ROME — Italy's top criminal court on Monday tossed out the convictions of five Italian intelligence agents accused of kidnapping an Egyptian cleric as a terror suspect 11 years ago as part of the CIA's extraordinary rendition program.
In dismissing the 2013 appeals court convictions, the Cassation Court ruled the five should not have been prosecuted because the case involved classified information. They had originally been acquitted by a lower court in the 2003 abduction of the cleric in Milan.
Nicola Madia, a lawyer for the lead defendant, Nicolo Pollari, who had headed Italy's SISMI military intelligence agency, said his client was satisfied with the ruling.
Pollari "wasn't able to defend himself" in the case because certain evidence could not be revealed in court because of state secrecy restrictions, said Madia.

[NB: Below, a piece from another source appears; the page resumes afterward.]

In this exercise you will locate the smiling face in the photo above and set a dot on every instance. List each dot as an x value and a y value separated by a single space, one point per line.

Pollari, who still works for the government but no longer in an intelligence agency role, had been sentenced to 10 years in prison by the appeals tribunal.
Monday's ruling vacated the sentences along with the convictions. The Italian justice system allows two levels of appeals, with the Cassation judges having the final say.
The ruling could impact separate Cassation Court proceedings involving three Americans, including a former CIA Rome station chief, who were convicted in absentia by a Milan appeals court regarding the abduction. Their hearing is set for March 11.
Throughout the case, Italian officials and Italy's intelligence services had insisted they were neither aware nor participated in the kidnapping of Osama Moustafa Hassan Nasr, also known as Abu Omar.